Gas Project faces delay but…
By Daniel Nonor
According to the Chief Executive of the Ghana Gas Company, Dr. Sipa Yankee, late payment of the 15 per cent payment obligation by the Ministry of Finance to the project contactors led to a period of stalemate on the progress of work.
Again, heavy rains recorded in the western region, the project region, and the issue of land acquisition on the right of way of the project has all led to some delays that could affect meeting the December 2012 deadline set by the company to start delivery of gas from the jubilee field.
“The delay could shift the project completion to next year, but we have adopted some preventive measures to stop that from happening,” Dr. Sipa Yankee intimated when The Chronicle enquired from him about the progress of work on the gas processing plant at his office in Accra.
These delays notwithstanding, the Chief Executive of the Gas Company is confident that the company is making significant inroads into completing the project on time.
On the project progress made so far, Dr. Sipa Yankee said the offshore pipes arrived on the 21st of September at the Takoradi port, and would be conveyed in batches to site by the end of October 2012, adding that the pipe-laying ship will also mobilised by the end of October.
He also noted that earth and civil work at the site for the Gas processing plant is ongoing and we are expecting the arrival of the plant by early November this year. “We are making a lot of progress” he said.
On some pragmatic initiatives by the company to meet deadlines despite the delays, Dr Yankee said his outfit has increased the work force for laying the pipe lines and doing some of the work in parallel to increase output.
“We are determined to complete mechanical integration works by early December” he assured.

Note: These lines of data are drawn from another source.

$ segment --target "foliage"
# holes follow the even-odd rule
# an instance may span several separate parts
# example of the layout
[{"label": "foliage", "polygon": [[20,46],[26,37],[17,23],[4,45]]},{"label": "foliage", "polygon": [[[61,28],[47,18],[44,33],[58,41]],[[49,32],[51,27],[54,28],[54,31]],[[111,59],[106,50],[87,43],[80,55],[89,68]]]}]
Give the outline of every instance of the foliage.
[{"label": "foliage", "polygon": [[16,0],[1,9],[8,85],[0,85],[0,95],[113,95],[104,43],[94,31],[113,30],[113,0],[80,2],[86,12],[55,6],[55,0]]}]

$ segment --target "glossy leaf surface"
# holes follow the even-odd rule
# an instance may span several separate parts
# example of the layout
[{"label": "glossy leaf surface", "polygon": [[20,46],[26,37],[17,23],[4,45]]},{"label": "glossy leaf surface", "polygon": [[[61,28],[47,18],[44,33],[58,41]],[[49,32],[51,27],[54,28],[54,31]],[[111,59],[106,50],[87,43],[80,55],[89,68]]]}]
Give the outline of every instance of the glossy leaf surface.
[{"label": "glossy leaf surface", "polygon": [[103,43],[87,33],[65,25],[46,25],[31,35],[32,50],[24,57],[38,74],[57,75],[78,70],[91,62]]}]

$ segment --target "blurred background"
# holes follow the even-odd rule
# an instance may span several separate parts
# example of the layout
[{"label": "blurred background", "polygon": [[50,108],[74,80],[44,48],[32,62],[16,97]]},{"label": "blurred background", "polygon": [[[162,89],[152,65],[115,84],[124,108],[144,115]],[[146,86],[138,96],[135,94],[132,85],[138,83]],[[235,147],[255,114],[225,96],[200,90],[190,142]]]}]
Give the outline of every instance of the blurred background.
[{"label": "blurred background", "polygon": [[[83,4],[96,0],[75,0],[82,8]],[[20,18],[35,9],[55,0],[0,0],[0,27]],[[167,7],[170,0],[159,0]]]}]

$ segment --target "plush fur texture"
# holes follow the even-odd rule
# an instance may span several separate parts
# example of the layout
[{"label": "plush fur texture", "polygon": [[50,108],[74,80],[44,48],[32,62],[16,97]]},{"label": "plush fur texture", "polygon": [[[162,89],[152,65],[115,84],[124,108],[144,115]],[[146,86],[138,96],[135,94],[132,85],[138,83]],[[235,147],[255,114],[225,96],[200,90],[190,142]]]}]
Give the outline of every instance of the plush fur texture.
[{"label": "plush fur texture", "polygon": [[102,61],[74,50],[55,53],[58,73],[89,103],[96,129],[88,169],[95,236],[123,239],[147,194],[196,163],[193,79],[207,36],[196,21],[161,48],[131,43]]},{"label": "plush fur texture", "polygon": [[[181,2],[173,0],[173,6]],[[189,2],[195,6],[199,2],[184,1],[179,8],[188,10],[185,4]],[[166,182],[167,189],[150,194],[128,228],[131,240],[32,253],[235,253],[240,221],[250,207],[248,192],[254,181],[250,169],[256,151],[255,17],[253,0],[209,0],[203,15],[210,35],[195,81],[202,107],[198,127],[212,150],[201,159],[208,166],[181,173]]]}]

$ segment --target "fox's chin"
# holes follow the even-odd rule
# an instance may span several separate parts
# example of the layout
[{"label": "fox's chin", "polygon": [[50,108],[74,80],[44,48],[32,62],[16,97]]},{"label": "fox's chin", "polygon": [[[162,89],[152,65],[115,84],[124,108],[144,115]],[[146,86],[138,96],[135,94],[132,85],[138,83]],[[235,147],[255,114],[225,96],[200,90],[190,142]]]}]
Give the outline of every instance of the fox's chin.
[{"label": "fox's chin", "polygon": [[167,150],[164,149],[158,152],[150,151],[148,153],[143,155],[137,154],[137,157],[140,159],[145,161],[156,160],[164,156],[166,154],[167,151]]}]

Ghana’s quest to build its gas processing infrastructure following the discovery of commercial quantities of oil in the jubilee fields in 2007 has been met with lots of challenges and sometimes skepticism.
When the Dr. Sipa Yankee led Ghana Gas Company first announced its ambitious plan of completing the first phase of a gas processing plant by December 2012, not only did some experts in the industry doubt his ability to deliver on this promise, but also raised questions on the quality of plant Ghana stands to get within the ambitious time.
Other concerns raised by some industry experts and sources close to the project indicate that Ghana opted for a plant with a 46% liquid recovery rate, to one which has a recovery rate of 85%, and which could yield an additional 30,000 barrels of gas per day, amounting to over $100 million a year.
Information gathered by The Chronicle indicates that the only excuse used to get Ghana to accept the plant under construction is that it would need an additional 40 days to complete.
But the Ghana Gas Company explains that time is of essence, considering the fact the oil wells stand the risk of collapsing if the gas was not extracted.
Again, Dr. Sipa Yankee told The Chronicle that his outfit is committed to building a world class gas plant for the country.